An Teallach is a complex mountain massif, with ten distinct summits over 3,000 feet (914.4 m). From 1891 to 1981, only the highest of these, Bidean a' Ghlas Thuill, had the status of a Munro - a separate mountain over 3,000 feet. In 1981 the Scottish Mountaineering Club granted Munro status to Sgùrr Fiona, in recognition of its considerable topographic prominence (142 m) and distinct nature. The complete list of Munros and Tops (subsidiary summits appearing on Munro's Tables) is now as follows:

- Bidean a' Ghlas Thuill 1062 m (3484 ft)
  - Glas Mheall Mòr 979 m (3212 ft)
  - Glas Mheall Liath 960 m (3150 ft)
- Sgùrr Fiona 1058.6 m (3473 ft)
  - Corrag Bhuidhe 1040 m (3412 ft)
  - Lord Berkeley's Seat 1030 m (3379 ft)
  - Sgurr Creag an Eich 1017 m (3337 ft)
  - Stob Cadha Gobhlach 960 m (3150 ft)
  - Sàil Liath 954 m (3130 ft)
  - Corrag Bhuidhe Buttress 945 m (3100 ft) – deleted from Munro's Tables in 1997

==Ascent routes==

The simplest route of ascent is probably that from Dundonnell, which follows a good path over rising ground to reach the northern summit, Bidein a' Ghlas Thuill, a distance of about 6 km. From here the second summit, Sgurr Fiona, lies about 1 km to the southwest.

An alternative northern route heads up from Corrie Hallie, which lies about 4 km south of Dundonnell. This route, some 5 km in length, climbs steeply up the headwall of the corrie of Glas Tholl to reach the main ridge just north of Bidein a' Ghlas Thuill.

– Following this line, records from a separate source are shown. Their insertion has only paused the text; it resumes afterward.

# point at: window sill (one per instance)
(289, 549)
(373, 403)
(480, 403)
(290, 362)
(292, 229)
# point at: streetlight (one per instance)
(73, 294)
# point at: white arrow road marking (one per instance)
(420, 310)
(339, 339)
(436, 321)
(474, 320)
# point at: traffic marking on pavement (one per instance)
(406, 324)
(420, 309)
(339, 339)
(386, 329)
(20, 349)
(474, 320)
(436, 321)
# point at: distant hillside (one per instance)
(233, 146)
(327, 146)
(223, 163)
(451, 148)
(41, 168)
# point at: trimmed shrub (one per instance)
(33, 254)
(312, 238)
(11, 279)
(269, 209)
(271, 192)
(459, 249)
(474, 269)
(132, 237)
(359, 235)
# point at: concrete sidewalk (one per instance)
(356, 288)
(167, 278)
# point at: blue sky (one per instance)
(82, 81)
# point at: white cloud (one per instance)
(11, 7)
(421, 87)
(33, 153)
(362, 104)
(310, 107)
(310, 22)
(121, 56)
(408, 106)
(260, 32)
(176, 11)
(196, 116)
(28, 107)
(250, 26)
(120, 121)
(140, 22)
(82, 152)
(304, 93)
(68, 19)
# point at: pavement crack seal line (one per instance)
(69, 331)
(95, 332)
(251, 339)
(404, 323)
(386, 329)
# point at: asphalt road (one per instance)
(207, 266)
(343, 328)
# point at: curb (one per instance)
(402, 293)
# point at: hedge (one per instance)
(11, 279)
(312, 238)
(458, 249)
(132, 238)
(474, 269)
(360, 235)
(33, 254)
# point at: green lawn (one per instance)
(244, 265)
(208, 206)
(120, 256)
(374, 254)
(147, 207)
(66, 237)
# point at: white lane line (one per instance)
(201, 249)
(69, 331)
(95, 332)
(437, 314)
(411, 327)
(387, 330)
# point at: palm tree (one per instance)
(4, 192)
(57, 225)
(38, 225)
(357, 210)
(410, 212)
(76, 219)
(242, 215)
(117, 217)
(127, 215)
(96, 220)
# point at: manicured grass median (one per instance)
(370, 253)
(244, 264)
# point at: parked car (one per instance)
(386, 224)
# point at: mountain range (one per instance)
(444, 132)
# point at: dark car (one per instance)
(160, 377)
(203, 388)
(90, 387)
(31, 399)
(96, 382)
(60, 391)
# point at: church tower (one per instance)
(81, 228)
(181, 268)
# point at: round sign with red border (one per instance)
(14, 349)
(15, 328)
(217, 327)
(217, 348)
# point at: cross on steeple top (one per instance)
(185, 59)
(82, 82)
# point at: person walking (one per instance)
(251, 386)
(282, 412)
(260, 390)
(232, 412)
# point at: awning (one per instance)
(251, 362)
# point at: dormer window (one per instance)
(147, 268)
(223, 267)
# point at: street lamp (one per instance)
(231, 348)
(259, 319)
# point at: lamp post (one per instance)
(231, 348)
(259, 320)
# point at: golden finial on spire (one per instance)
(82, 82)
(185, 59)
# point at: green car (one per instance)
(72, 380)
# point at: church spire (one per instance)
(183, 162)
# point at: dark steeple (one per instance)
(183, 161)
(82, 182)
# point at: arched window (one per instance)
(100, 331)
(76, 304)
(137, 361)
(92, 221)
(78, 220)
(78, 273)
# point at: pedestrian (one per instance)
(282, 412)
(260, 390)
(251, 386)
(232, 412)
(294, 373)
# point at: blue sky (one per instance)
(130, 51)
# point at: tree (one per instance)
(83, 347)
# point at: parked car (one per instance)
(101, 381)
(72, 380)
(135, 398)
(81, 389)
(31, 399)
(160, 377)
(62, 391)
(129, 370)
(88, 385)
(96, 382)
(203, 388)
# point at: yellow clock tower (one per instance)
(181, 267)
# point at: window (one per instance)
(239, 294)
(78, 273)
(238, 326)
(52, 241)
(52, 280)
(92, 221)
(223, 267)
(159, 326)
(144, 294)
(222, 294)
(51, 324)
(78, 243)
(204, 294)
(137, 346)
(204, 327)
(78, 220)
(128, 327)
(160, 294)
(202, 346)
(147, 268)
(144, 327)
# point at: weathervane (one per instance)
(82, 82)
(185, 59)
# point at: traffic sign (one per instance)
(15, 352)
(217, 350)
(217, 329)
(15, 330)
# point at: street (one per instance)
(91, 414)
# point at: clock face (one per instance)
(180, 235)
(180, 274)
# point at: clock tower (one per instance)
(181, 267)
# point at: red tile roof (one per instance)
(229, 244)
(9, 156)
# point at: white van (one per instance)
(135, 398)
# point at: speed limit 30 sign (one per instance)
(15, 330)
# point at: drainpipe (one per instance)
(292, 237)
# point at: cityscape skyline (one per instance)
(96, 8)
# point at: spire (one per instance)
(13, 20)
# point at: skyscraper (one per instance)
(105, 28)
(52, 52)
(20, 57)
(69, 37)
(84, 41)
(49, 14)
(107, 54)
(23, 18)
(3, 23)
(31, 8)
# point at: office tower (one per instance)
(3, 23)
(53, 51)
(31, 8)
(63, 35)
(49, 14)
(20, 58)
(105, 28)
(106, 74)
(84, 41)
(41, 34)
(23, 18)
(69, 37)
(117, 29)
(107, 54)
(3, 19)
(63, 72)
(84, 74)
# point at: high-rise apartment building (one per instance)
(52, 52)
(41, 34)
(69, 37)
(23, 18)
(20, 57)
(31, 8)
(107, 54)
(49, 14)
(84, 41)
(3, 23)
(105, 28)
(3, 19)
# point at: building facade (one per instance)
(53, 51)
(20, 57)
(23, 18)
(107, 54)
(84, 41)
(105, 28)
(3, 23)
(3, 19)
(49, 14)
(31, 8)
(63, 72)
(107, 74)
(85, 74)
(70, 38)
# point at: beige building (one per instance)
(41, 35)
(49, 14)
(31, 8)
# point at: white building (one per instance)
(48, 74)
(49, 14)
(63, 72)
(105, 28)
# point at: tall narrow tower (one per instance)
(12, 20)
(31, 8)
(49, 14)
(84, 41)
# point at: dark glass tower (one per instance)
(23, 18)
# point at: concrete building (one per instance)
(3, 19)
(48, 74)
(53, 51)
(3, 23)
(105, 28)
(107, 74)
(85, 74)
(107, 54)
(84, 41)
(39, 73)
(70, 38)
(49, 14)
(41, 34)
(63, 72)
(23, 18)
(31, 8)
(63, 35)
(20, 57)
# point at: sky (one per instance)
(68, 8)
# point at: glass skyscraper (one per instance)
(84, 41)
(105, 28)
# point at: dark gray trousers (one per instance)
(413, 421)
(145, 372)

Both of the above routes, however, miss out the central section, for which An Teallach is best known. A route reaching the summits from the south starts from near Corrie Hallie. It then follows a track (later a path) southwest for about 5 km. Then it breaks off to the north, climbing the southern end of the ridge via a subsidiary summit known as Sàil Liath. Heading northwest towards the Corrag Bhuidhe buttresses a choice must be made. One may either scramble over them directly (including the crossing of Lord Berkley's Seat), or take the bypass path on the southwest side. This path is eroded in some places and should not be regarded as an easy option.

The winter traverse of the ridge is probably more demanding than that of Liathach or the Aonach Eagach.